Crush Of Migrants At Common Border Reignites Serbia-Croatia Hostility
SCOTT SIMON, HOST:
For weeks there's been a historic exodus of people fleeing war and violence into Europe. And nearly all of those folks are traveling to the Balkans, an area that was engulfed in war a little over two decades ago. Tensions are still raw among the countries in the former Yugoslavia. Border closures, which ended today, have inflamed tensions between two former rivals in those wars - Serbia and Croatia. Joanna Kakissis sends us this report.
JOANNA KAKISSIS, BYLINE: Nikolai Iliev is standing on a Serbian highway looking at line of semi-trailer trucks that stretches on as far as the eye can see. The Bulgarian truck driver is trying to transport an order of pizza ovens to Genoa, Italy, but he's stuck at a border crossing into Croatia.
NIKOLAI ILIEV: (Foreign language spoken).
KAKISSIS: "We've been here for five, six days, just waiting," he says. "Everyone is losing money."
Croatia closed several parts of the border because it blamed Serbia for busing tens of thousands of refugees and migrants to cross here. But Serbian truck driver Dragan Jucic blames the Croatians.

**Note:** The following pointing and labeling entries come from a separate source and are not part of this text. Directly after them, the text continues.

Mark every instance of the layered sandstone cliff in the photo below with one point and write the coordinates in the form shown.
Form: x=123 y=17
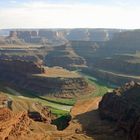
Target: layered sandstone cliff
x=122 y=106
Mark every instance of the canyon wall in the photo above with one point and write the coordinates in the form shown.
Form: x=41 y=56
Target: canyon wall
x=122 y=106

DRAGAN JUCIC: (Foreign language spoken).
KAKISSIS: "There are no refugees in the trucks," he says. "Croatia is just looking for excuses to make problems for Serbia."
The two countries fought each other in a bloody war about 20 years ago, when the former Yugoslavia fell apart. Now they're both straining to manage the largest migration crisis in Europe since World War II. Croatian Prime Minister Zoran Milanovic told Sky News that Serbia was colluding with the nationalist, populist government of Hungary to keep refugees out.

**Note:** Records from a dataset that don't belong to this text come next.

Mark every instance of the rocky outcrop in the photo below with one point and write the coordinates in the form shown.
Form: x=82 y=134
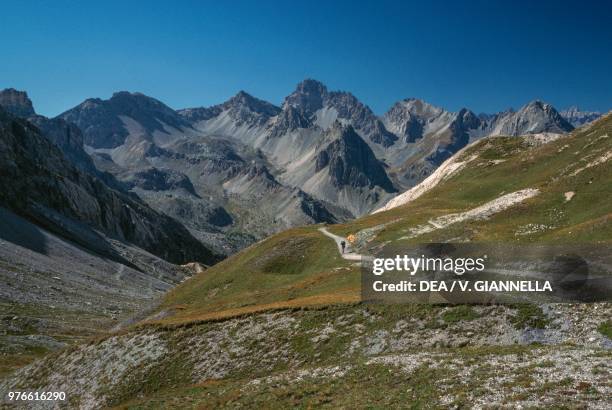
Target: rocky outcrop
x=313 y=101
x=106 y=123
x=37 y=182
x=533 y=118
x=16 y=102
x=575 y=116
x=350 y=161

(SOUNDBITE OF ARCHIVED RECORDING)
ZORAN MILANOVIC: So I'm not a enemy of Serbia. I'm not the enemy of Serbs. But I'm the opponent of populists and nationalists, and I'll always be.
KAKISSIS: The Serbs say it's Milanovic's government that's behaving like fascists. Serbia has now banned the entry of Croatian goods and cargo vehicles.

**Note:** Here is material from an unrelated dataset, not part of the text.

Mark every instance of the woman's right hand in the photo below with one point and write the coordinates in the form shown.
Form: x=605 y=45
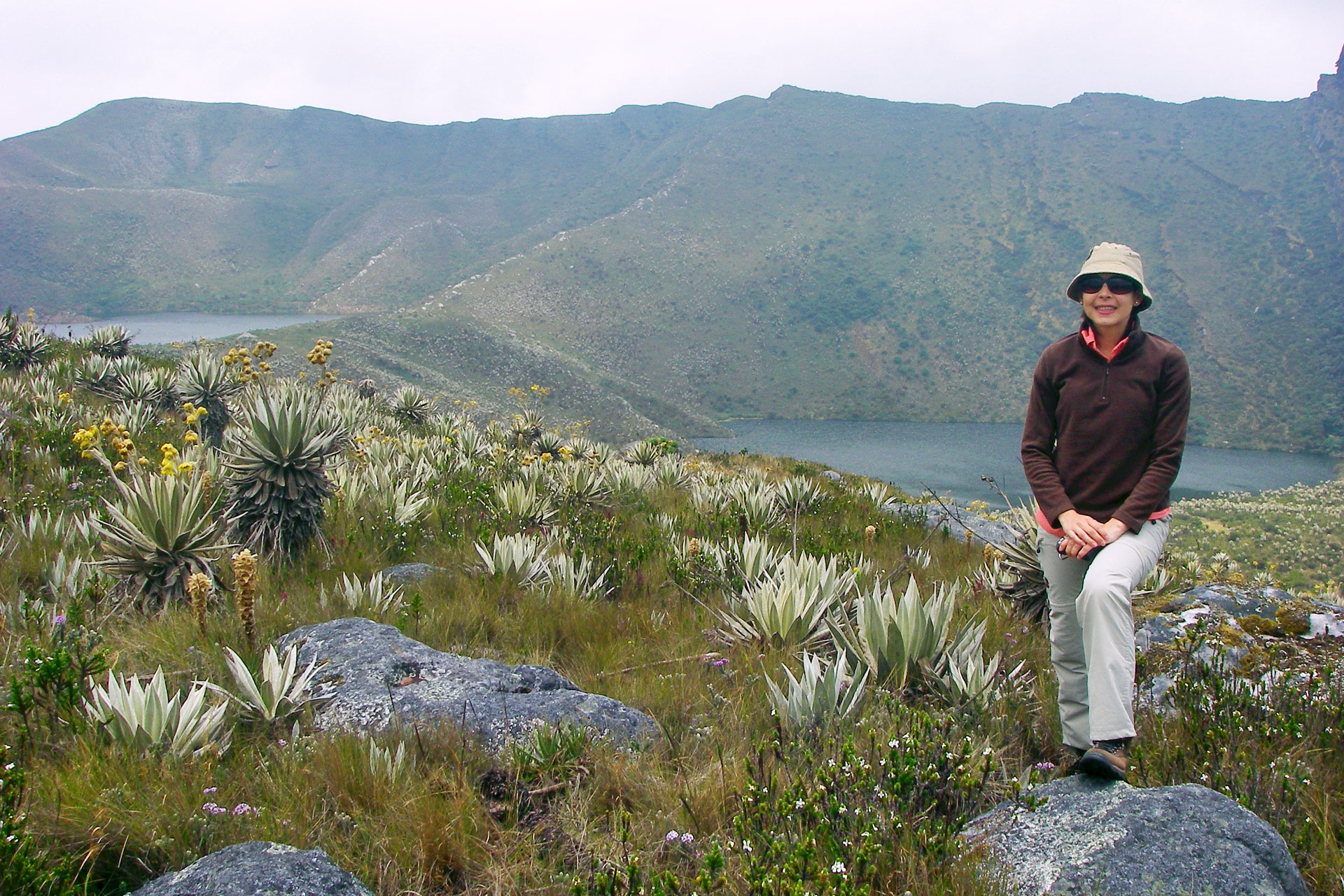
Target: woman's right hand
x=1082 y=532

Caught in the middle are the people fleeing wars and conflicts themselves. Few know about the troubled history here. Some don't even know what country they're in. It's raining when I meet Mohammad Darwish at a border crossing near a cemetery. He's a Syrian who says the hard road to Europe is bringing his people together. He just turned 20 years old.
MOHAMMAD DARWISH: Actually, today is my birthday - my 20 birthday.
KAKISSIS: Your 20th birthday? Happy birthday.
DARWISH: Thank you very much. It's OK to be with my little fellow citizens. They want to get to Europe to start a new life. We hope to start everything from the beginning.
YASHAR GHASEMI: (Singing in foreign language).
KAKISSIS: At another border crossing near some dying cornfields, an Iranian musician named Yashar Ghasemi sings as he shares a granola bar with Laith Saleh, a computer scientist from Damascus, Syria. Their countries don't get along, but the two men are friends now.
GHASEMI: We will continue our trip with each other.
LAITH SALEH: Together.
KAKISSIS: Vladimir Andric is a Serbian doctor volunteering at the border crossing. He says the Serbian and Croatian governments should work together.
VLADIMIR ANDRIC: It's like domestical quarrels that's going on - really unnecessary. They act like they don't know how to behave, you know? It's like politics on the low levels.
KAKISSIS: Andric watches as refugees walk together from his country to Croatia - sharing umbrellas, holding each other's children. It's a scene of unity he would like to see in the Balkans. For NPR News, I'm Joanna Kakissis in Belgrade, Serbia.